I happily admit that I have a soft spot in my heart for novellas, not only because I recently served as judge for the 2008 Miami University Press Novella Prize--and got to serve as editor for the winning entry, Lee Upton's wonderful The Guide to the Flying Island, which you can, nay should, purchase here--but because the form itself is sorta the lovable orphan of the publishing world. At somewhere between 15,000 and 50,000 words, a novella is considered, at least by the people who do the considering, too long to run in a journal as a short story, too short to be published a standalone book, and thus are too often put back in the drawer. (Had the current attitude always been the case, would we still have Conrad's Heart of Darkness, Muriel Spark's The Prime of Miss Jean Brodie, Nathanael West's under-read Miss Lonelyhearts, Kafka's The Metamorphosis...?)

Novella Month, then, is a very good idea...yet another from the fine folks over at Emerging Writers Network. (The event even garnered attention from the LA Times yesterday in a piece you can read here.) Browse over to the EWN blog for reviews/discussion of recent and classic novellas all month, as well as notices of publishers like Melville House, which currently has novella series dedicated to both contemporary and classic work.

I also happened to see recently--on Facebook--that Charlotte's Main Street Rag is currently soliciting novella manuscripts (submissions must be postmarked by August 1st).

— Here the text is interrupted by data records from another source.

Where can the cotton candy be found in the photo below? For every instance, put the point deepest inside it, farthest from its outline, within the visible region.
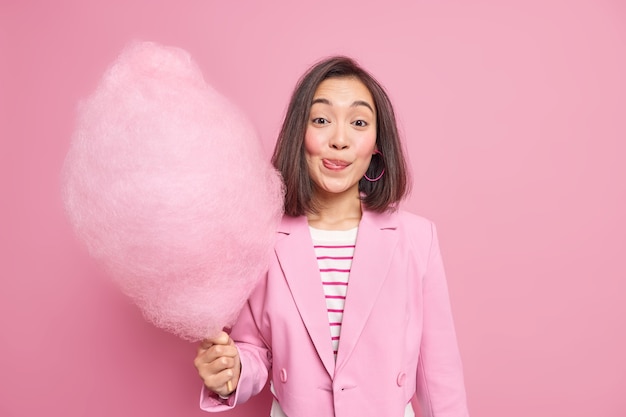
(167, 186)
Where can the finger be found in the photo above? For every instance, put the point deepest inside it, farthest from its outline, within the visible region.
(222, 338)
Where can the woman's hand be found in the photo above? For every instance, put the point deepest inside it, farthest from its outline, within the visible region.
(218, 364)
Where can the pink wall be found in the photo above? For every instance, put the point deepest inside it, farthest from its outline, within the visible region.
(514, 114)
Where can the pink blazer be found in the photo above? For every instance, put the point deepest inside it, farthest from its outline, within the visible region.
(397, 335)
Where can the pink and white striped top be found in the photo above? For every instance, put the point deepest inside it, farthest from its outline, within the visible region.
(334, 250)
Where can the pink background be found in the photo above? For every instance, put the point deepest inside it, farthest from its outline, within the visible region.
(514, 116)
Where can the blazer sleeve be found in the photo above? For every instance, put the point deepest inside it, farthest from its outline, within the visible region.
(440, 386)
(254, 355)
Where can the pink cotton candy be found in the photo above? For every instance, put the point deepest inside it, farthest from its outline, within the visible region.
(167, 185)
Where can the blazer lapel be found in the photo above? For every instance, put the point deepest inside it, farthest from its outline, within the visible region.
(297, 259)
(375, 245)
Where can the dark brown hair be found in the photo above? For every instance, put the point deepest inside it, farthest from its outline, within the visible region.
(289, 157)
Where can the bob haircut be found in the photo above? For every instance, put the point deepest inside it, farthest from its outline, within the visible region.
(289, 157)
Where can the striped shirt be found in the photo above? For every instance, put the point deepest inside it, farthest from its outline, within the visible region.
(334, 250)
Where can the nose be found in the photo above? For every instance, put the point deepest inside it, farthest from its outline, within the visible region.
(339, 140)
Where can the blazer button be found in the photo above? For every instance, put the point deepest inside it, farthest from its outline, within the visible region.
(401, 379)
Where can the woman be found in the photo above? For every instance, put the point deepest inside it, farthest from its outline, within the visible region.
(353, 316)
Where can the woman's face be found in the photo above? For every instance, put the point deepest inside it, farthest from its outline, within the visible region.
(341, 135)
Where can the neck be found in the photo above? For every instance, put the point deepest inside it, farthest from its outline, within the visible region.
(336, 211)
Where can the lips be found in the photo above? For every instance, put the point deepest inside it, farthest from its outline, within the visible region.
(334, 164)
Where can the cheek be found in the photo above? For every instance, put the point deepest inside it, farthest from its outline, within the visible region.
(312, 143)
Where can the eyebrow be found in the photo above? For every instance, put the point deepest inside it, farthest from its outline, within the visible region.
(354, 104)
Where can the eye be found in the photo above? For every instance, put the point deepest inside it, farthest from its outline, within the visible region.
(320, 121)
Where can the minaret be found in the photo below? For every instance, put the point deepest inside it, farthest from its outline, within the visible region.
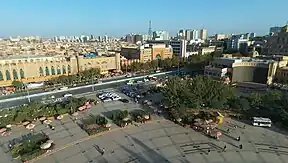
(150, 31)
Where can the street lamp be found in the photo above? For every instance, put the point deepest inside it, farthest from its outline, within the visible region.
(27, 91)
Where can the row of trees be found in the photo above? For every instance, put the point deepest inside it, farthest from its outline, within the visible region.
(86, 75)
(198, 92)
(37, 109)
(192, 63)
(203, 92)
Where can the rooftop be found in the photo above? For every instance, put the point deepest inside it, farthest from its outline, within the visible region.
(15, 57)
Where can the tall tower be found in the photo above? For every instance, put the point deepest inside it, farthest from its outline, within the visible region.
(150, 31)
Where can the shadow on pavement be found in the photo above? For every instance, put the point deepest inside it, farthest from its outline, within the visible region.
(154, 155)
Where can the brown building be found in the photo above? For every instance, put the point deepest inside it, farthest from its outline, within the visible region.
(42, 68)
(277, 45)
(147, 52)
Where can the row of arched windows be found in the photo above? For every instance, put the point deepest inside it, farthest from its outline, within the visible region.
(48, 71)
(14, 73)
(54, 71)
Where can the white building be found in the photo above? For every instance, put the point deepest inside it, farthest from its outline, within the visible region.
(195, 35)
(235, 42)
(179, 47)
(160, 35)
(203, 34)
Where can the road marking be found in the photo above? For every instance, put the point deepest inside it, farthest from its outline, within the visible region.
(85, 86)
(87, 138)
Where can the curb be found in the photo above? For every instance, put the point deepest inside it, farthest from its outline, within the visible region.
(85, 139)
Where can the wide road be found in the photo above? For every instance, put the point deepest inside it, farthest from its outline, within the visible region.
(79, 85)
(19, 102)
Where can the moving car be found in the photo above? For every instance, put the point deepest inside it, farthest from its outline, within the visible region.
(124, 100)
(68, 95)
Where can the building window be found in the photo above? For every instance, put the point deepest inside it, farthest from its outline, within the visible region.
(64, 69)
(1, 76)
(58, 70)
(15, 75)
(22, 75)
(53, 70)
(69, 69)
(47, 71)
(8, 75)
(41, 71)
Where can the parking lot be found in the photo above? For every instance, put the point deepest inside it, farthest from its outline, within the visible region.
(164, 141)
(157, 141)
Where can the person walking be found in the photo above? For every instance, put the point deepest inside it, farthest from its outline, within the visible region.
(241, 146)
(102, 151)
(224, 149)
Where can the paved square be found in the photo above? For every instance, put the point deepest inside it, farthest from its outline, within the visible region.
(157, 141)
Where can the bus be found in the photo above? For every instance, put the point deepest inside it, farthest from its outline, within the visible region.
(263, 122)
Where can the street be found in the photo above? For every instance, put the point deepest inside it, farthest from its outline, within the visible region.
(19, 102)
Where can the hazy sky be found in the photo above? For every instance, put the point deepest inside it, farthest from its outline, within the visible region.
(119, 17)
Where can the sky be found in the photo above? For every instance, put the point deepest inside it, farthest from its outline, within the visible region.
(119, 17)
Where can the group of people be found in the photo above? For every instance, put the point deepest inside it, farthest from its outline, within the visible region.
(238, 139)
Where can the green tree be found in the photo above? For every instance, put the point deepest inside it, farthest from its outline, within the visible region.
(17, 84)
(199, 92)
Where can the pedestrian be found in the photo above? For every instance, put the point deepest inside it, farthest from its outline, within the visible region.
(238, 138)
(224, 149)
(103, 151)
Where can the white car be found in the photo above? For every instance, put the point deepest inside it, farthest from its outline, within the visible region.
(128, 76)
(68, 95)
(63, 88)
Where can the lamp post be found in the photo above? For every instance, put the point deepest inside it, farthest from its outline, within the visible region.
(27, 91)
(92, 84)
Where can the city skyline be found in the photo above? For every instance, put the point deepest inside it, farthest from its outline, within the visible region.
(115, 18)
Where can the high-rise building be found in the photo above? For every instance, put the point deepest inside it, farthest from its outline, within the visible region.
(129, 38)
(278, 44)
(194, 35)
(148, 52)
(275, 30)
(203, 34)
(160, 35)
(182, 34)
(188, 34)
(179, 47)
(137, 39)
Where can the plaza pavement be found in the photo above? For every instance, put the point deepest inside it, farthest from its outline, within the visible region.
(158, 141)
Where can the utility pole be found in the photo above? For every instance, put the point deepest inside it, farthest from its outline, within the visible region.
(92, 84)
(27, 91)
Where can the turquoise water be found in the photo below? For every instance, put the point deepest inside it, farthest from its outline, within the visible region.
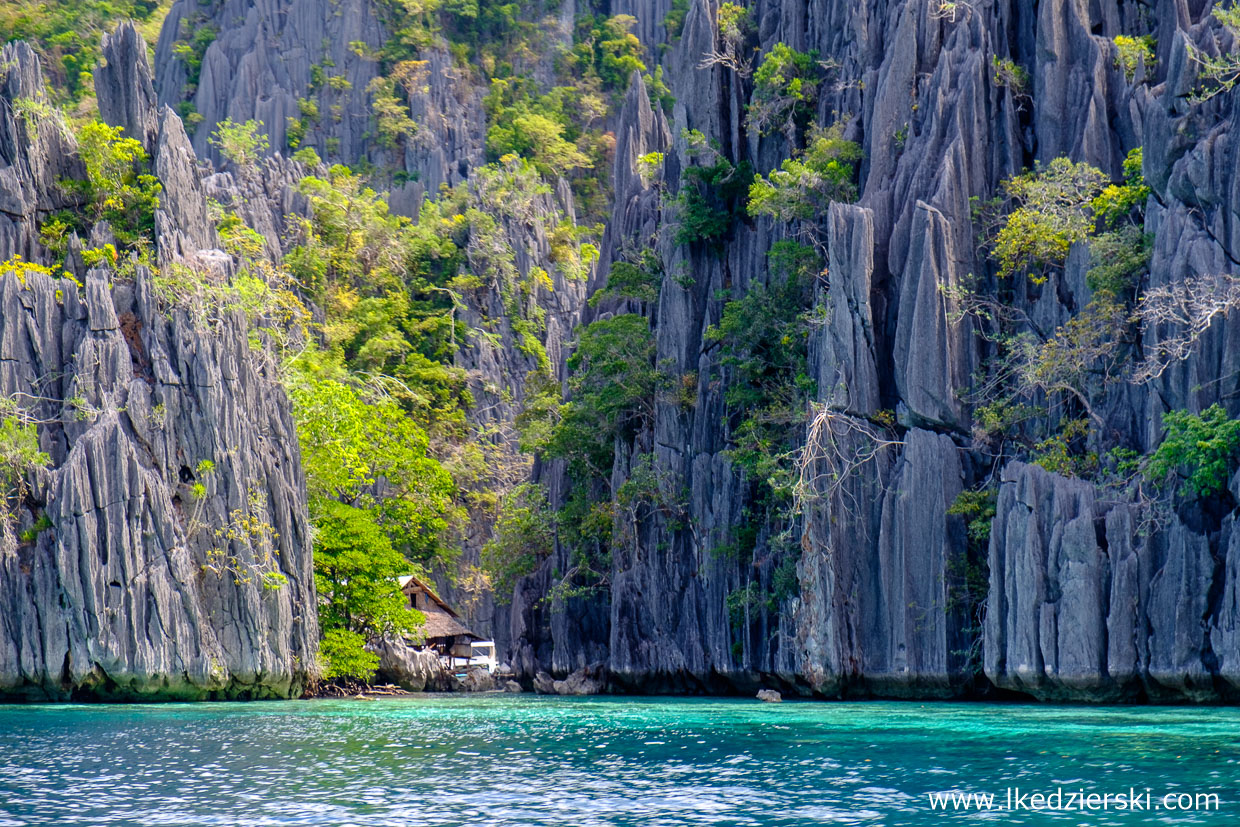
(587, 761)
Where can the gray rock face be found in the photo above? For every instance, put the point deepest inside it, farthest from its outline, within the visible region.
(1085, 605)
(411, 668)
(163, 435)
(124, 595)
(1085, 601)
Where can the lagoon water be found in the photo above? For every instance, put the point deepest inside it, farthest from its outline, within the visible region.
(593, 761)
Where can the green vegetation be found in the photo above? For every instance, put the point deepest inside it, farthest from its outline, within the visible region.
(613, 382)
(785, 91)
(1132, 52)
(19, 454)
(1218, 72)
(1050, 215)
(636, 282)
(1009, 75)
(67, 35)
(525, 533)
(195, 36)
(356, 573)
(763, 339)
(242, 144)
(1040, 392)
(1203, 450)
(118, 185)
(712, 195)
(805, 186)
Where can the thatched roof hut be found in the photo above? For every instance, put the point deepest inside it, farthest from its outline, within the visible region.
(444, 627)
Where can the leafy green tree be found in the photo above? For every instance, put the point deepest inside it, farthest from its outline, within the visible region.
(712, 192)
(367, 453)
(356, 570)
(1219, 72)
(1131, 52)
(344, 655)
(118, 181)
(802, 187)
(242, 144)
(19, 454)
(1052, 212)
(613, 382)
(1200, 449)
(382, 282)
(763, 339)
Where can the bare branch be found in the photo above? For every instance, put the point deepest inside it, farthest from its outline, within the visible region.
(1191, 306)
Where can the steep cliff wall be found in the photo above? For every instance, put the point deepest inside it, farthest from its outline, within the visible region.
(1084, 603)
(1088, 595)
(120, 578)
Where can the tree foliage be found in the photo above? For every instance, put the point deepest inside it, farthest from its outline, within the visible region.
(118, 181)
(368, 454)
(1220, 72)
(67, 35)
(712, 192)
(1200, 449)
(523, 535)
(785, 91)
(804, 186)
(1050, 215)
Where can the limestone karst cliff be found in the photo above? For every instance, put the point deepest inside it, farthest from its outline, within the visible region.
(874, 584)
(109, 588)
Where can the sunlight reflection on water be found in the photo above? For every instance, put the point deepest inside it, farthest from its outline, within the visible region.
(594, 761)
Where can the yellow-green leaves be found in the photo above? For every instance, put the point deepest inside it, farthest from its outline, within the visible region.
(806, 185)
(1052, 213)
(1132, 52)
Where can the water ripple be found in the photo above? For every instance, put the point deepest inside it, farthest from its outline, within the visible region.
(593, 761)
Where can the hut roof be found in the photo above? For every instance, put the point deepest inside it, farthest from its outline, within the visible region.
(442, 619)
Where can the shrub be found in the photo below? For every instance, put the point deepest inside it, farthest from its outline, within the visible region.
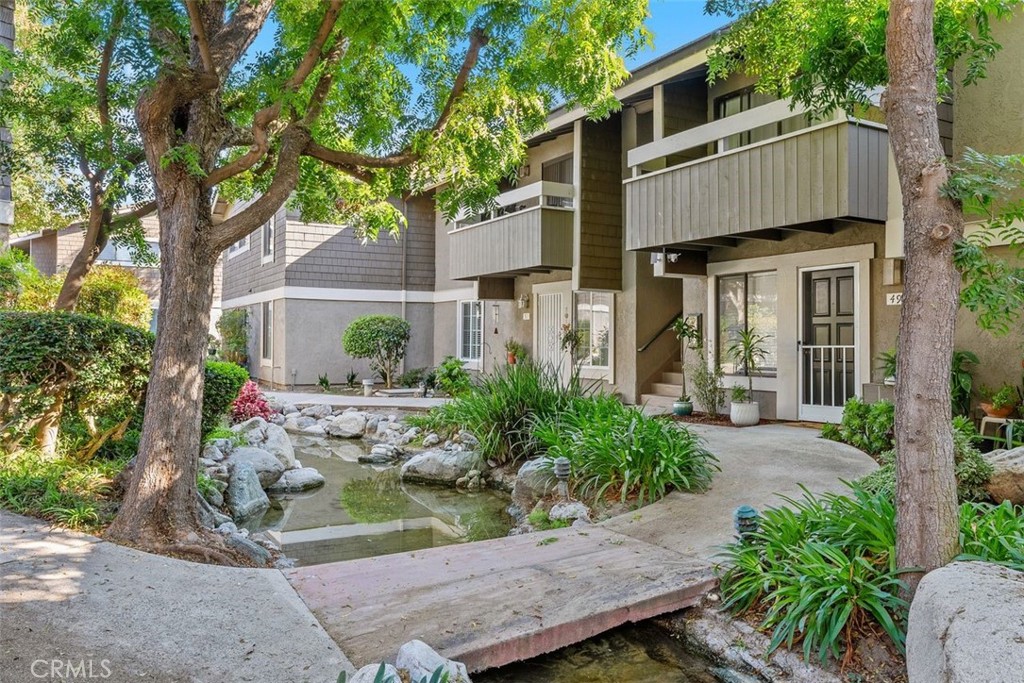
(973, 471)
(820, 566)
(452, 377)
(382, 339)
(250, 403)
(865, 426)
(91, 369)
(223, 381)
(614, 447)
(501, 410)
(233, 329)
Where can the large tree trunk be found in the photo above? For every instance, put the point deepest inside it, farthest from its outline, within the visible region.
(159, 510)
(96, 233)
(926, 485)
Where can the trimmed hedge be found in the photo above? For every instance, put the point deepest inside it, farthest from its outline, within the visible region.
(223, 382)
(97, 366)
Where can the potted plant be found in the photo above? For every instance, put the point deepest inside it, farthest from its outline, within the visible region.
(1000, 401)
(749, 349)
(887, 361)
(686, 333)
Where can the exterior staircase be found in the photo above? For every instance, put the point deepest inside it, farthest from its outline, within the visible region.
(665, 390)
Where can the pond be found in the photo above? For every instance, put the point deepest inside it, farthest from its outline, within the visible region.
(366, 510)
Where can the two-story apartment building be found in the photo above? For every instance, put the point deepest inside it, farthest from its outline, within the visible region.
(708, 201)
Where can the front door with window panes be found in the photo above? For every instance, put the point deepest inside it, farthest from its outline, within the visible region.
(827, 355)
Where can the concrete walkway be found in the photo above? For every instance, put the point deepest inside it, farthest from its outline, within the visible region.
(73, 597)
(69, 597)
(382, 403)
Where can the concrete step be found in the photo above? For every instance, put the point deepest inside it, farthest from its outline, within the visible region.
(666, 389)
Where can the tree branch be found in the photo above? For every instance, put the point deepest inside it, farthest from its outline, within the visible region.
(342, 160)
(199, 35)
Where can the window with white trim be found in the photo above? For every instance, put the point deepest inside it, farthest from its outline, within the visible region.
(594, 319)
(239, 247)
(748, 301)
(266, 336)
(267, 236)
(470, 331)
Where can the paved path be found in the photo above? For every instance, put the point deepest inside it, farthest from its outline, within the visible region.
(376, 402)
(72, 596)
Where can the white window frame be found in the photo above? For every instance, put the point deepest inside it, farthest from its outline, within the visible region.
(471, 363)
(587, 370)
(266, 317)
(239, 247)
(267, 235)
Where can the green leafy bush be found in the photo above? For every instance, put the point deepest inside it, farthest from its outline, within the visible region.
(233, 329)
(819, 566)
(615, 447)
(452, 377)
(865, 426)
(91, 369)
(223, 381)
(973, 471)
(500, 411)
(381, 339)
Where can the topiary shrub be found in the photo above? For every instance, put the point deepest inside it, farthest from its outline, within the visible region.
(381, 339)
(51, 364)
(250, 403)
(222, 384)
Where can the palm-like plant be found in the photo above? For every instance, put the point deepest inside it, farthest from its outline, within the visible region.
(749, 349)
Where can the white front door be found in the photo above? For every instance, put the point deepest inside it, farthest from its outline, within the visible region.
(828, 352)
(552, 313)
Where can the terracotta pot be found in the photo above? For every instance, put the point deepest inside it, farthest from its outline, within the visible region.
(1001, 413)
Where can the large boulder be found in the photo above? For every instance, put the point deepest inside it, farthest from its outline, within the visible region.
(440, 467)
(267, 468)
(348, 425)
(246, 498)
(421, 660)
(1007, 482)
(532, 482)
(297, 480)
(967, 626)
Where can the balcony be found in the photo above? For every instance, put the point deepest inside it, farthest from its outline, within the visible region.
(836, 169)
(529, 231)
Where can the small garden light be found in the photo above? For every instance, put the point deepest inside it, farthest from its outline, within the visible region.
(747, 520)
(562, 474)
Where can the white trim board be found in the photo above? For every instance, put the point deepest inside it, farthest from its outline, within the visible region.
(332, 294)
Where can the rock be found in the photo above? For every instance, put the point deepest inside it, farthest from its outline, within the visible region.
(293, 481)
(257, 553)
(316, 412)
(421, 660)
(246, 498)
(571, 510)
(267, 467)
(1007, 482)
(212, 454)
(348, 425)
(967, 625)
(440, 467)
(369, 674)
(531, 483)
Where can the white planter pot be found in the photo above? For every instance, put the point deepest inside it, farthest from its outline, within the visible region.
(744, 414)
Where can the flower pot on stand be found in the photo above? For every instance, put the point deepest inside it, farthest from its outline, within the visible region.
(744, 414)
(682, 407)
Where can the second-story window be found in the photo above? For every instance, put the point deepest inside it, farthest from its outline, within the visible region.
(267, 237)
(470, 331)
(239, 247)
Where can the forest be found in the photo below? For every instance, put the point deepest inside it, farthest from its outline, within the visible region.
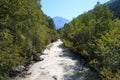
(24, 31)
(95, 36)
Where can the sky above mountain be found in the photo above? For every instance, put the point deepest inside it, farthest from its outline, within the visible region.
(68, 9)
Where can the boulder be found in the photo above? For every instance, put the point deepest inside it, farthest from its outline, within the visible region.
(20, 68)
(36, 57)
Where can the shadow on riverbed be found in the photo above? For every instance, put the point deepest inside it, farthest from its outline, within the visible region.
(76, 71)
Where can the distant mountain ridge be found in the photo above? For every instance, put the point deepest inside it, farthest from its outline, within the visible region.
(60, 22)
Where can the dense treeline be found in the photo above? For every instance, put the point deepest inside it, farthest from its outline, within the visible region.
(115, 8)
(24, 31)
(95, 36)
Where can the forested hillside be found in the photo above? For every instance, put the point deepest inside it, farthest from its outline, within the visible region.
(115, 8)
(24, 31)
(95, 36)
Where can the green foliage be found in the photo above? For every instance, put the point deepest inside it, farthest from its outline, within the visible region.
(96, 38)
(24, 31)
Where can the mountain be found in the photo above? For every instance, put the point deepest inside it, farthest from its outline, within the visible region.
(59, 22)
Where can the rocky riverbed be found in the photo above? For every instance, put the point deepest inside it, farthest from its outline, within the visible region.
(58, 64)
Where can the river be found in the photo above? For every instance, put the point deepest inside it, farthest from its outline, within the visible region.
(58, 64)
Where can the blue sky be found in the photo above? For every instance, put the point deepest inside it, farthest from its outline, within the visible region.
(68, 9)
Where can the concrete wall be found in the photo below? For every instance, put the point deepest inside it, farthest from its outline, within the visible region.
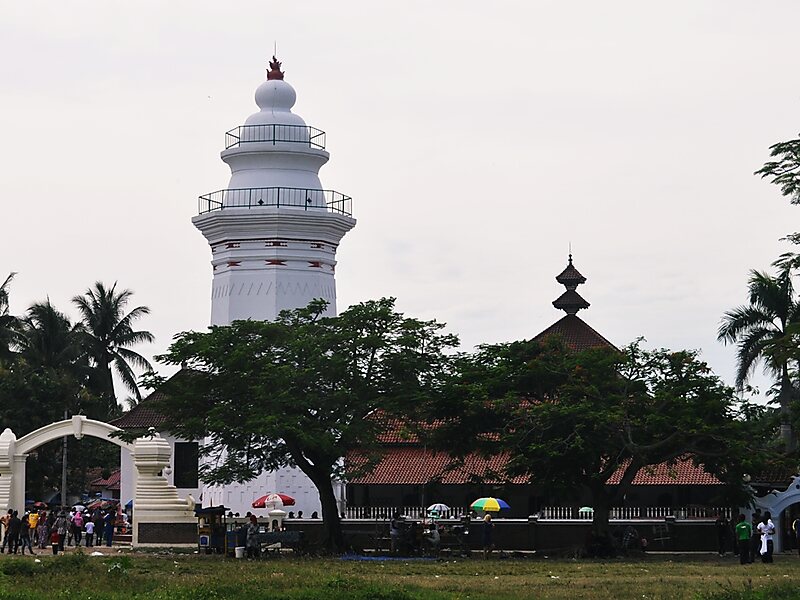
(557, 537)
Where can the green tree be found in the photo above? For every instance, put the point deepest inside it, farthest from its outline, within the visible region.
(764, 331)
(577, 421)
(108, 334)
(301, 391)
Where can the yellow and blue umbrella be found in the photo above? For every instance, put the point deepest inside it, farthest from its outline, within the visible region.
(489, 504)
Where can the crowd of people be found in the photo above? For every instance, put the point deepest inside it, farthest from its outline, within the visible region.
(56, 529)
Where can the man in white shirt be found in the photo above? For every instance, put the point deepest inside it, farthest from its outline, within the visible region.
(767, 529)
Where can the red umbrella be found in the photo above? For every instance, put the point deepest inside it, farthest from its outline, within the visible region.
(273, 500)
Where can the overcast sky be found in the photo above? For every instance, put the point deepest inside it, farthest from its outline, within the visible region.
(476, 139)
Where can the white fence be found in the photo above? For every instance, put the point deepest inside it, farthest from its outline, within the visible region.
(387, 512)
(632, 513)
(552, 513)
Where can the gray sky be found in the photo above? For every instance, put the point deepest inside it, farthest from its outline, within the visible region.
(476, 139)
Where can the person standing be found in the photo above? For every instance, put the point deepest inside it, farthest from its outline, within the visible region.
(89, 532)
(744, 532)
(796, 530)
(767, 529)
(97, 519)
(14, 526)
(25, 534)
(42, 530)
(4, 520)
(61, 526)
(488, 544)
(395, 533)
(108, 526)
(77, 528)
(721, 525)
(33, 519)
(252, 541)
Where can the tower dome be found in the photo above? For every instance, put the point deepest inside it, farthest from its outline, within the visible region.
(274, 230)
(275, 97)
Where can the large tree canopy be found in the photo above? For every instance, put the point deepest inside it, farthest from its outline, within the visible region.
(573, 420)
(301, 391)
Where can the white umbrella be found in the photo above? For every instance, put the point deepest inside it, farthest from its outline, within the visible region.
(436, 510)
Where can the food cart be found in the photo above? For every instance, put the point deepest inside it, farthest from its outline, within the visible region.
(211, 529)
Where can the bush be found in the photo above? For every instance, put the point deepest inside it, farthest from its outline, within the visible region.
(20, 567)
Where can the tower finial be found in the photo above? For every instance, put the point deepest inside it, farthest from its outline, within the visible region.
(275, 69)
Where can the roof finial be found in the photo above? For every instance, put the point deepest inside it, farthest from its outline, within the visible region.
(275, 68)
(570, 301)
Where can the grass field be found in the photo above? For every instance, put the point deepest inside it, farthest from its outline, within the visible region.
(182, 576)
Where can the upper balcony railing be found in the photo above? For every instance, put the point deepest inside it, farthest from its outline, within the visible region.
(274, 133)
(299, 198)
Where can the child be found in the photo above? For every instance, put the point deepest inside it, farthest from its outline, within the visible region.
(55, 541)
(89, 533)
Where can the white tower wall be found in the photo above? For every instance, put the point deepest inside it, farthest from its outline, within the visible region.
(273, 234)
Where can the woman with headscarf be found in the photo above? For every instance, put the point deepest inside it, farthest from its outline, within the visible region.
(42, 530)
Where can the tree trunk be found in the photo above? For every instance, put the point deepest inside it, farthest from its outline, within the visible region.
(108, 392)
(784, 398)
(331, 523)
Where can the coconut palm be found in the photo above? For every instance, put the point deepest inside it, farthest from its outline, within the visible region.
(763, 331)
(49, 341)
(8, 322)
(109, 335)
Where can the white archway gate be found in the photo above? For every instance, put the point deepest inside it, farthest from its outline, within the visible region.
(160, 516)
(776, 502)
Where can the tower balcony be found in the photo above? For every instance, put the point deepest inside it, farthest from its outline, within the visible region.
(275, 133)
(277, 197)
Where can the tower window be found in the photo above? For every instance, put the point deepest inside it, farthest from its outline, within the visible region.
(186, 459)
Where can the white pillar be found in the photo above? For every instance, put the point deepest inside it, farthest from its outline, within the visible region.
(18, 496)
(156, 504)
(7, 444)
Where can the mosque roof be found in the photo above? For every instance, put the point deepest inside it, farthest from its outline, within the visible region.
(576, 333)
(144, 414)
(416, 465)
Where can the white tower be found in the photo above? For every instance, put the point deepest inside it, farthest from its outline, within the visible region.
(273, 235)
(274, 231)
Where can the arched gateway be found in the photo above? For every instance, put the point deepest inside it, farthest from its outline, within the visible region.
(160, 516)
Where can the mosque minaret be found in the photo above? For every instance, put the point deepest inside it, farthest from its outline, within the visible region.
(273, 234)
(274, 230)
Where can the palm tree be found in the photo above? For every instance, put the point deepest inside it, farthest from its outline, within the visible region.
(764, 331)
(49, 341)
(108, 336)
(8, 322)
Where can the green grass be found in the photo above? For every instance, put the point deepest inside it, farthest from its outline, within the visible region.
(191, 577)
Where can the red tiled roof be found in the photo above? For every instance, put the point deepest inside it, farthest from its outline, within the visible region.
(112, 483)
(576, 334)
(416, 466)
(142, 415)
(683, 472)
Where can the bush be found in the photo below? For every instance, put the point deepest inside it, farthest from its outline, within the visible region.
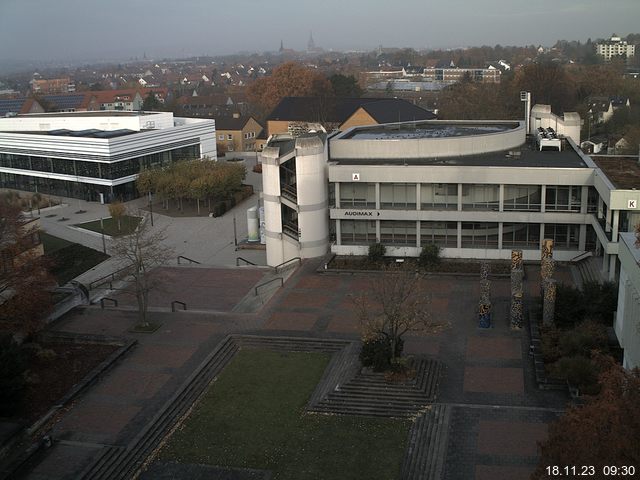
(376, 353)
(579, 371)
(377, 251)
(13, 366)
(429, 256)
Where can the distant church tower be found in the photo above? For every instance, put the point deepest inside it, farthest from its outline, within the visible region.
(311, 45)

See complete guidelines here.

Finally, the 2010 Miami University Press Novella Contest is open for submissions and will be until October 1st, 2010. As far as I know, it's the only novella contest that publishes a standalone book of the winning entry...and very nice-looking editions, at that. For complete guidelines, click here.

PS--By sheer coincidence, I'm awaiting Mario Bellatin's novella Beauty Salon in the mail, which I can't wait to read.